The horizontal axis is the mean signal level, in stops from full scale. The vertical axis is the log base 2 of the signal to noise ratio (SNR), normalized the same way that BIll Claff normalizes his photographic dynamic range curves. The black horizontal line marks the threshold that Bill uses for his PDR measurements. You can thus read PDR right off the graph by noting where the curves cross the horizontal black line and mentaly dropping the minus signs on the horizontal axis.

The crosses are the measured points, and the lines are the modeled ones. The blue crosses and the orange line are for ISO 80. The modeled results don’t track the measured ones very well. The yellow crosses and the dark red line are for ISO 100. The modeled and measured curves are right on top of each other.

Here are the PTCs for ISOs 125 through 500:

The only curves that merit special attention are the crosses and line that are the lowest on the right side of the graph. They are for ISO 500, the first ISO that uses the high conversion gain setting. You can see as the signal level goes down (moving to the left on the graph), the ISO 500 curves start to look better (a higher SNR). At 14 stops down from full scale, the ISO 500 SNR is about the same as the ISO 200 SNR. The modeled data fits the measured data very well.

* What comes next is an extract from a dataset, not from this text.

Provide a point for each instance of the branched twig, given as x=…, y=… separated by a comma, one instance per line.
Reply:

I was suspicious that Fuji had increased the full well capacity at ISO 80 by letting the voltage vs charge curve go more nonlinear near saturation. Taking a closer look at the upper end of the ISO 80 curves, that doesn’t appear to be the case.

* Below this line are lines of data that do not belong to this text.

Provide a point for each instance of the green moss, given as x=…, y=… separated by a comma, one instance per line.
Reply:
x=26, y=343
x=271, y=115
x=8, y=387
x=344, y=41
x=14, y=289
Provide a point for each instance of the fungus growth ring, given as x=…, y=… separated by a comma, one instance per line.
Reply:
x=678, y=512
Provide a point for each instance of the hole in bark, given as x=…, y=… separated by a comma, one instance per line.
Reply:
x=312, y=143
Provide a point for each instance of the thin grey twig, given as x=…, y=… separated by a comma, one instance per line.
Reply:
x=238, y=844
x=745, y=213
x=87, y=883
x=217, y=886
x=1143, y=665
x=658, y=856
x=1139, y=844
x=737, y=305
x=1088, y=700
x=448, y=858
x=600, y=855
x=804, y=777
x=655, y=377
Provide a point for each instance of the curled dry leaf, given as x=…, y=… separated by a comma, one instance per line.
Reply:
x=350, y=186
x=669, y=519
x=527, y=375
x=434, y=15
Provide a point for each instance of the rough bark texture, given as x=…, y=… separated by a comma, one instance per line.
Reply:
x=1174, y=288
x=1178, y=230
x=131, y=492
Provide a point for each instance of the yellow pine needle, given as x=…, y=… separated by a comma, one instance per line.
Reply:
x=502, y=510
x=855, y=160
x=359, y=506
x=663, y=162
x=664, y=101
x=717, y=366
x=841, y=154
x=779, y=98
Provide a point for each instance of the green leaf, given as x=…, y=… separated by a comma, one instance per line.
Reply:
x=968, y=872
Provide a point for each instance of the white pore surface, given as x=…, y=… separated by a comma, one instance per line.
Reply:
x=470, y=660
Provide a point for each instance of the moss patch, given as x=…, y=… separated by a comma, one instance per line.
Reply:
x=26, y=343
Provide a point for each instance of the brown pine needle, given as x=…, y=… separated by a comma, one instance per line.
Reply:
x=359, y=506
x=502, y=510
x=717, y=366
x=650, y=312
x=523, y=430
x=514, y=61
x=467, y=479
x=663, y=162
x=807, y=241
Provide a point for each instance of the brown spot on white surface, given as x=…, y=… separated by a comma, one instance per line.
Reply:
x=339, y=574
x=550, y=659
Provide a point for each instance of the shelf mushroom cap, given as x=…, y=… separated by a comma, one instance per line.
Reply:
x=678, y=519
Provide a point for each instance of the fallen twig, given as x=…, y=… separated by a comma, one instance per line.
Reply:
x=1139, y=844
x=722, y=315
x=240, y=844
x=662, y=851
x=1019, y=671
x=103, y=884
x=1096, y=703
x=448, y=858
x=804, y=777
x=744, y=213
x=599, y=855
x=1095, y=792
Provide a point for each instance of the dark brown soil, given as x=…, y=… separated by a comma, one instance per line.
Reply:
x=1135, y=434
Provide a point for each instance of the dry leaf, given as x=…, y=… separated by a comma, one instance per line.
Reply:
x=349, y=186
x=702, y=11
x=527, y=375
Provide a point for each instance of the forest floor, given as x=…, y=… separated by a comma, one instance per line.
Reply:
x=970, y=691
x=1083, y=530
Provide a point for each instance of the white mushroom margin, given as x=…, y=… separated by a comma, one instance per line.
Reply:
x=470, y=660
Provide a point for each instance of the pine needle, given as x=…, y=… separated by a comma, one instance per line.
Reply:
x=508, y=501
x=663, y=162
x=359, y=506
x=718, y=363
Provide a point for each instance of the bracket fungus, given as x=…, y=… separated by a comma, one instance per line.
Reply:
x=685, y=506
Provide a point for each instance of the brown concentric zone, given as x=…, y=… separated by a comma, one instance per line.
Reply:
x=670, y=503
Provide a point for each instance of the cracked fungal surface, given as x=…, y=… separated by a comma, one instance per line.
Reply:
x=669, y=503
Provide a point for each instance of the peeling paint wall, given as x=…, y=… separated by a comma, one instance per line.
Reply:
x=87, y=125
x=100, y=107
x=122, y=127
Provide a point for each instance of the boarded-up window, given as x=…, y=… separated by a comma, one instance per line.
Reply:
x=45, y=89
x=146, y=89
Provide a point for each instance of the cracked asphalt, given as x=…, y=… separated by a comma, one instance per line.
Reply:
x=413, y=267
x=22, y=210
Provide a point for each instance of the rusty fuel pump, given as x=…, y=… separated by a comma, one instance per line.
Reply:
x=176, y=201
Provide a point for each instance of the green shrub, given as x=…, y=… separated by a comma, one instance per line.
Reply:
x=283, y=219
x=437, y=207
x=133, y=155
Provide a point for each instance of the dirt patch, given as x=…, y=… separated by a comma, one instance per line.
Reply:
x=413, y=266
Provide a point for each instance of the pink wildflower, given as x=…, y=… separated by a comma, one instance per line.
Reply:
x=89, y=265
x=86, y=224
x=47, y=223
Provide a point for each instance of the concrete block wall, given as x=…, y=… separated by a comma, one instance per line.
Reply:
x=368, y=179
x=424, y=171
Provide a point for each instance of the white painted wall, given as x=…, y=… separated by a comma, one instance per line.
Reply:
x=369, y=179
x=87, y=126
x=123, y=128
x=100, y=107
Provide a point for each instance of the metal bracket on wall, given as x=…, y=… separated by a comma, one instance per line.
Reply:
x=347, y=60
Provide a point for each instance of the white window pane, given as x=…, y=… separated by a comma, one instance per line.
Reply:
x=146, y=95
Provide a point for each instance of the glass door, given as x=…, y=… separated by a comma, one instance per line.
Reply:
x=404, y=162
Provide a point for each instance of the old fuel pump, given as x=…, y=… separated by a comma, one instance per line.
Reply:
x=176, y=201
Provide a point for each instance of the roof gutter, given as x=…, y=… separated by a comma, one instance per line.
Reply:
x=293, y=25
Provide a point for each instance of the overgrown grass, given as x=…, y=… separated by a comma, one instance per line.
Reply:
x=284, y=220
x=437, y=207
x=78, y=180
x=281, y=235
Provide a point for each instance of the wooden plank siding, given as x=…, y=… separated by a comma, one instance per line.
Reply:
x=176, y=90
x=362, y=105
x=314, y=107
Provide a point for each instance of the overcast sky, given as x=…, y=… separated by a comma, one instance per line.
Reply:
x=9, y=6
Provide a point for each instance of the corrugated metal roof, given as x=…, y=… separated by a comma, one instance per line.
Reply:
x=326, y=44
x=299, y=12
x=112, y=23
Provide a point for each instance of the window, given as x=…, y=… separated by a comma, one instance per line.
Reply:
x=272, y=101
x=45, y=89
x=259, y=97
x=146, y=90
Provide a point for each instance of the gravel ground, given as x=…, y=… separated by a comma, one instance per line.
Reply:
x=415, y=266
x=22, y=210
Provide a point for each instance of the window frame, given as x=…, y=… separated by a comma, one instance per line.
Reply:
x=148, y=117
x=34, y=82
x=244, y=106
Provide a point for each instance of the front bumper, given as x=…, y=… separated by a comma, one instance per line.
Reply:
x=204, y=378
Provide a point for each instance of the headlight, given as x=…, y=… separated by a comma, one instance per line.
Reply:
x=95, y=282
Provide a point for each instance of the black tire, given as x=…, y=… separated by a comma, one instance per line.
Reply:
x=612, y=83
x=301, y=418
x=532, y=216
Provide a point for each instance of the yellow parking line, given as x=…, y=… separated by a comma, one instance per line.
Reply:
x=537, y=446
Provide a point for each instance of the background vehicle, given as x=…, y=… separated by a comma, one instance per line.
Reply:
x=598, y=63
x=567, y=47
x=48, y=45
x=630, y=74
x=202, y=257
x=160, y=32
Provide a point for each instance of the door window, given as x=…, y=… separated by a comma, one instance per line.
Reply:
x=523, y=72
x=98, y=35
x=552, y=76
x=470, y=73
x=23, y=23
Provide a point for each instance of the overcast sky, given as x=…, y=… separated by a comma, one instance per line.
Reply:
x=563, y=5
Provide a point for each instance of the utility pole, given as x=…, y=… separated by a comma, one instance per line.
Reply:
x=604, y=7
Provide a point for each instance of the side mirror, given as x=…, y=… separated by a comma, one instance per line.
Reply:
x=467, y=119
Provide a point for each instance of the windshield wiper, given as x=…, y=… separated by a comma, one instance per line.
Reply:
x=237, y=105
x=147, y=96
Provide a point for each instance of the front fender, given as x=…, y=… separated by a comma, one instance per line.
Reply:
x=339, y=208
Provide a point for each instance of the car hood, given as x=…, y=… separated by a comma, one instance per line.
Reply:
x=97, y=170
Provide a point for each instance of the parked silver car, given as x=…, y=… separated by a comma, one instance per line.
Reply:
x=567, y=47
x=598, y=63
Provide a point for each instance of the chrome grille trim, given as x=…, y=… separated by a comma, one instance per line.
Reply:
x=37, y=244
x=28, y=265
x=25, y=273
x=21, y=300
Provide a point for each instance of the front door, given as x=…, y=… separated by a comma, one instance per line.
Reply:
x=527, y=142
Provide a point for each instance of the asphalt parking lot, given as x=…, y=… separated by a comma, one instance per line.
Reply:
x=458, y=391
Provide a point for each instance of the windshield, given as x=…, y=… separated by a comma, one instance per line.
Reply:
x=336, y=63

Looking at the full well capacities the modeler calculated, we see this:

You’re looking at the full well capacities at base ISO calculated by the modeler at each of the ISOs from 80 through 500. The four channels are the four raw channels. As expected, they are all about the same. In a perfect world, the FWCs at each ISO setting would all be the same. At ISO 100 and 200, the GFX 100 modeled base ISO FWCs were about 44,000 electrons. Above that, they were about 54,000 electrons. So we’re seeing an increase over the earlier camera, but it’s not the 30% that Fuji claimed (about 14% at low ISOs and 7% at high ISOs). Part of this may be the modeling of the ISO 80 setting. Near full scale, the model is predicting lower SNRs than we’re actually seeing.

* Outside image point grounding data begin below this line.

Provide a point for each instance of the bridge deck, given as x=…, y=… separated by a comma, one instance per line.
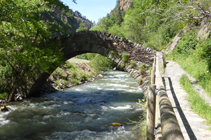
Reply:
x=192, y=125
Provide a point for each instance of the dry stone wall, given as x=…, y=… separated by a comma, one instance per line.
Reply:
x=102, y=43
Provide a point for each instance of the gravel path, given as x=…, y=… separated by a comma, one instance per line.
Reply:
x=191, y=124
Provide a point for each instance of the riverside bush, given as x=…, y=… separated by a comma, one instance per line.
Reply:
x=101, y=63
x=133, y=64
x=197, y=103
x=3, y=95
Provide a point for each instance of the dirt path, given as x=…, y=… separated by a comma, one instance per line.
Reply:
x=191, y=124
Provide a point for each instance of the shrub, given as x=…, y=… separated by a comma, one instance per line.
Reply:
x=125, y=57
x=140, y=81
x=187, y=44
x=3, y=95
x=70, y=66
x=133, y=64
x=101, y=63
x=142, y=69
x=112, y=53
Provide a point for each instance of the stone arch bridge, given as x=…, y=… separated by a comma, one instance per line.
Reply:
x=97, y=42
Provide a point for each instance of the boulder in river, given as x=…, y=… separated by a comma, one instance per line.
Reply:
x=4, y=109
x=115, y=124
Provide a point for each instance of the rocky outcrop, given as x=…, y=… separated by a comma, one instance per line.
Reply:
x=67, y=19
x=92, y=42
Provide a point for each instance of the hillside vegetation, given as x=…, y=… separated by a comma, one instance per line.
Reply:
x=24, y=26
x=153, y=23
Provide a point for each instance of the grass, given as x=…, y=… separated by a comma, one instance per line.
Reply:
x=3, y=95
x=197, y=103
x=76, y=60
x=196, y=68
x=133, y=64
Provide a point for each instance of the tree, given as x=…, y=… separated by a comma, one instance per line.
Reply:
x=23, y=50
x=81, y=28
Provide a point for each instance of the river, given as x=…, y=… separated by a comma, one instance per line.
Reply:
x=84, y=112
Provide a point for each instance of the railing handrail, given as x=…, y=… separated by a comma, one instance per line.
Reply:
x=165, y=115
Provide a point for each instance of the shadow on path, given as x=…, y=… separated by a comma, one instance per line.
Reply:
x=182, y=115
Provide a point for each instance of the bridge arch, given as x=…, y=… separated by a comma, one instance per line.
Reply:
x=96, y=42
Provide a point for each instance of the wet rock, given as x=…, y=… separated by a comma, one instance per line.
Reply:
x=100, y=75
x=18, y=97
x=115, y=124
x=4, y=109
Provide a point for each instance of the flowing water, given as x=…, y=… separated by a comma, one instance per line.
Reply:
x=83, y=112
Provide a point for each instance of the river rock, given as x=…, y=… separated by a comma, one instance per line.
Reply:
x=115, y=124
x=4, y=109
x=100, y=75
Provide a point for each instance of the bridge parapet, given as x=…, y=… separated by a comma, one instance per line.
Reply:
x=97, y=42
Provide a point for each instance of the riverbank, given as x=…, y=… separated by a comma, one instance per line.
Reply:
x=192, y=125
x=74, y=72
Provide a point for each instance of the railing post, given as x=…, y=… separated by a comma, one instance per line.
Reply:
x=151, y=112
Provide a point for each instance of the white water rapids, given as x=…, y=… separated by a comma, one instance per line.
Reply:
x=84, y=112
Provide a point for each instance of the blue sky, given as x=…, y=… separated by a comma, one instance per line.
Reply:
x=92, y=9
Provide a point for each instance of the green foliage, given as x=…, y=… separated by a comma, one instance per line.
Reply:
x=24, y=46
x=133, y=64
x=197, y=103
x=81, y=28
x=125, y=58
x=187, y=44
x=70, y=66
x=140, y=81
x=3, y=95
x=195, y=66
x=152, y=23
x=142, y=69
x=101, y=63
x=203, y=51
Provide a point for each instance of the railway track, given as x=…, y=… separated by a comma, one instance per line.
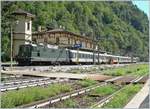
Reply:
x=16, y=85
x=75, y=93
x=42, y=103
x=141, y=79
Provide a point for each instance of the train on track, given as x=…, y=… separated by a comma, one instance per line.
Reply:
x=30, y=54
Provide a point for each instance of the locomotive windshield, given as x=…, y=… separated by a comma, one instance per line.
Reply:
x=25, y=51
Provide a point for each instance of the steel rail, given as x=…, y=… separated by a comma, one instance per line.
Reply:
x=108, y=98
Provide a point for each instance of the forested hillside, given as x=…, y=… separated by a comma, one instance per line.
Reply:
x=121, y=27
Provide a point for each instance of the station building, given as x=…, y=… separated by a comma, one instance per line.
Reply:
x=23, y=34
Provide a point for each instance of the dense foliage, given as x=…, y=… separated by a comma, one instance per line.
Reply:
x=120, y=26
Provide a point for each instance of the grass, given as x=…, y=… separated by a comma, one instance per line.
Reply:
x=104, y=90
x=137, y=70
x=86, y=82
x=87, y=99
x=123, y=97
x=15, y=98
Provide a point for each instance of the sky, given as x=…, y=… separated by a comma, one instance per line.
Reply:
x=143, y=5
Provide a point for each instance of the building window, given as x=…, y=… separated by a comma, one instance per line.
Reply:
x=28, y=26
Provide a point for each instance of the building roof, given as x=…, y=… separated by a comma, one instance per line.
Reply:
x=62, y=31
x=22, y=12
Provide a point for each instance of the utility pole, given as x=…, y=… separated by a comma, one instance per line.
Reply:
x=11, y=41
x=98, y=53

Now let’s look at the read noise referred to the photodiodes, measured in electrons.

The camera is fairly ISOless from ISO 100 through ISO 400. There’s a big improvement in read noise at ISO 500 where the higher conversion gain kicks in. But there’s an anomaly similar to what we saw in the EDR curves. The read noise at ISO 80 iw way lower than I would think it should be. I still don’t have an explanation for that.

Read noise for the GFX 100 was a bit less than 4 electrons at the ISOs below where the camera changed to high conversion gain. That’s a bit better than we’re seeing with the new camera. That’s what the EDR curves showed, too. The read noise above ISO 500 is about the same for the two cameras.